Базе этой не везло. Три года назад она пострадала от цунами — гигантских волн, разрушивших ее постройки. Хорошо, что из людей никто не погиб!.. В прошлом году, зимой, с ближней крутой сопки обрушилась на базу снежная лавина. Базу заново отстроили. Завезли сезонных рабочих. Тихая, окруженная сопками бухта ожила: сейнеры с уловом сельди все чаще бороздили ее спокойные воды. База плохо справлялась с приемом рыбы. Не хватало рабочих рук, обнаружились дефекты в устройстве гидрожелоба, по которому рыба подается в засольные цехи. А тут еще неверная рыбацкая «судьба» нанесла базе удар: косяки сельди, повинуясь таинственным, плохо разгаданным человеком законам, вдруг начисто исчезли из района базы. Промысел переместился далеко к северо-востоку.
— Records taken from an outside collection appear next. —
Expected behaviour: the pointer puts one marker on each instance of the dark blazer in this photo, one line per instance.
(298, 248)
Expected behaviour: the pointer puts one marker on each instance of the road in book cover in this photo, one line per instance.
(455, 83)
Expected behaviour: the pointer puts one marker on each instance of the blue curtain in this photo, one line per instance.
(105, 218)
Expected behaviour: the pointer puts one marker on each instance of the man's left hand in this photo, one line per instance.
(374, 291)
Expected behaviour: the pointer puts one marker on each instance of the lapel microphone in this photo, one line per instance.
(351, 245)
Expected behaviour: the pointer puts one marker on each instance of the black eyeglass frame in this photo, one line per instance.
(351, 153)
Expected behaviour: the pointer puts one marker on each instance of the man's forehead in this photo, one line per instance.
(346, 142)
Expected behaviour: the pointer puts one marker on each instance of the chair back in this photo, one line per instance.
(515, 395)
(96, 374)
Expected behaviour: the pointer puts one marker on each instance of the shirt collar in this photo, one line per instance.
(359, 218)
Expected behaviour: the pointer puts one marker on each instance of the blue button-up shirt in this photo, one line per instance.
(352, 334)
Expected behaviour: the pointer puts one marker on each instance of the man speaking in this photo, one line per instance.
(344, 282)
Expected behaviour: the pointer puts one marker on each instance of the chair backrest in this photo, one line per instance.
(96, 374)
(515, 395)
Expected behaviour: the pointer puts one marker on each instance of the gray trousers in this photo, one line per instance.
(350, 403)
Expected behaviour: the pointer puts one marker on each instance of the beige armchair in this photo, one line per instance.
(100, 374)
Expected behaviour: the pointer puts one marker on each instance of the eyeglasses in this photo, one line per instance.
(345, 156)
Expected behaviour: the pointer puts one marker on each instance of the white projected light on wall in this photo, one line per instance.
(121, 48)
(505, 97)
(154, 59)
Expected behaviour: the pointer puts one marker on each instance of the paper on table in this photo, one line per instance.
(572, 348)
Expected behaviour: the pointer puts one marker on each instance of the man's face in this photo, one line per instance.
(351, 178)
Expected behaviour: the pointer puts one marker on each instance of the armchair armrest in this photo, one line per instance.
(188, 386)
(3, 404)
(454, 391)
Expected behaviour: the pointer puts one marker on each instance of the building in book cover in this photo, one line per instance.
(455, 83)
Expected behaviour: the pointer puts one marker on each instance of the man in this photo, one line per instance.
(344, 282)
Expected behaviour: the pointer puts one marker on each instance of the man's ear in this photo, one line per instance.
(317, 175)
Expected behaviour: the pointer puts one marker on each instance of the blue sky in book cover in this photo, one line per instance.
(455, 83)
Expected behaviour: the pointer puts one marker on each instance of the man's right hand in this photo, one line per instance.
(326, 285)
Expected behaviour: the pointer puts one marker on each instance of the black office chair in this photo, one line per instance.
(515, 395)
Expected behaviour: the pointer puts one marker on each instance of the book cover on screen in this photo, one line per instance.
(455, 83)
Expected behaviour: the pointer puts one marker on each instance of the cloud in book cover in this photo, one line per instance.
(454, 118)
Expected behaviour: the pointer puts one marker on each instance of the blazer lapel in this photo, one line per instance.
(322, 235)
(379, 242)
Вот и получилось так: то база не справлялась с приемкой рыбы, то вдруг простой! Решено было использовать время для ремонта гидрожелоба своими силами. Нашлись, конечно, и такие, которым это было не по нутру: заработки-то снизились, а ждать у моря погоды охоты нет!.. Похоже, и этот разбитной парень с «норвежской» бородкой решил поискать более хлебного местечка…
В каюте было душно, пахло чем-то кислым — пеленками, что ли? С вторжением в каюту пассажиров она сразу утратила подтянутый моряцкий вид. На одной из нижних коек расположилось семейство. На другой спал свинцовым сном усталого человека геодезист. И только две верхние койки были аккуратно заправлены. Но забраться на одну из них Снетков побоялся: уснешь, да чего доброго загремишь вниз. Вон как качает!..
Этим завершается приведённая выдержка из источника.